Mutually constrained typevars

If one typevar is constrained by another, the specialization of one can affect the specialization of the other.

from typing import final, Never
from ty_extensions import ConstraintSet, generic_context

class Super: ...
class Base(Super): ...
class Sub(Base): ...

@final
class Unrelated: ...

# fmt: off

def mutually_bound[T: Base, U]():
    # revealed: ty_extensions.Specialization[T@mutually_bound = Base, U@mutually_bound = Unknown]
    reveal_type(generic_context(mutually_bound).specialize_constrained(ConstraintSet.always()))
    # revealed: None
    reveal_type(generic_context(mutually_bound).specialize_constrained(ConstraintSet.never()))

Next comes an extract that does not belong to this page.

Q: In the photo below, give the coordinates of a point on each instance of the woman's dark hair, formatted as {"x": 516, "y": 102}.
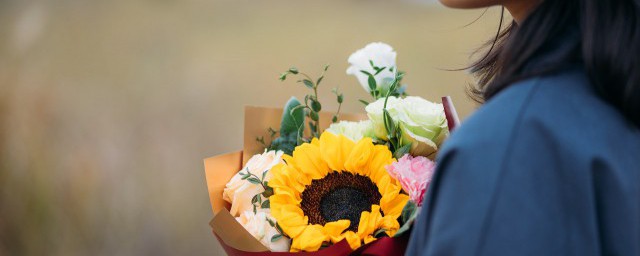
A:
{"x": 607, "y": 42}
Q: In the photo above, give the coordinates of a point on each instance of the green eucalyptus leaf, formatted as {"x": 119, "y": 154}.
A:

    # revealed: ty_extensions.Specialization[T@mutually_bound = Base, U@mutually_bound = Base]
    reveal_type(generic_context(mutually_bound).specialize_constrained(ConstraintSet.range(Never, U, T)))

    # revealed: ty_extensions.Specialization[T@mutually_bound = Sub, U@mutually_bound = Unknown]
    reveal_type(generic_context(mutually_bound).specialize_constrained(ConstraintSet.range(Never, T, Sub)))
    # revealed: ty_extensions.Specialization[T@mutually_bound = Sub, U@mutually_bound = Sub]
    reveal_type(generic_context(mutually_bound).specialize_constrained(ConstraintSet.range(Never, T, Sub) & ConstraintSet.range(Never, U, T)))
    # revealed: ty_extensions.Specialization[T@mutually_bound = Base, U@mutually_bound = Sub]
    reveal_type(generic_context(mutually_bound).specialize_constrained(ConstraintSet.range(Never, U, Sub) & ConstraintSet.range(Never, U, T)))

Nested typevars

A typevar's constraint can mention another typevar without constraining it. In this example, U must be specialized to list[T], but it cannot affect what T is specialized to.

from typing import Never
from ty_extensions import ConstraintSet, generic_context

def mentions[T, U]():
    # (T@mentions ≤ int) ∧ (U@mentions = list[T@mentions])
    constraints = ConstraintSet.range(Never, T, int) & ConstraintSet.range(list[T], U, list[T])
    # TODO: revealed: ty_extensions.Specialization[T@mentions = int, U@mentions = list[int]]
    # revealed: ty_extensions.Specialization[T@mentions = int, U@mentions = Unknown]
    reveal_type(generic_context(mentions).specialize_constrained(constraints))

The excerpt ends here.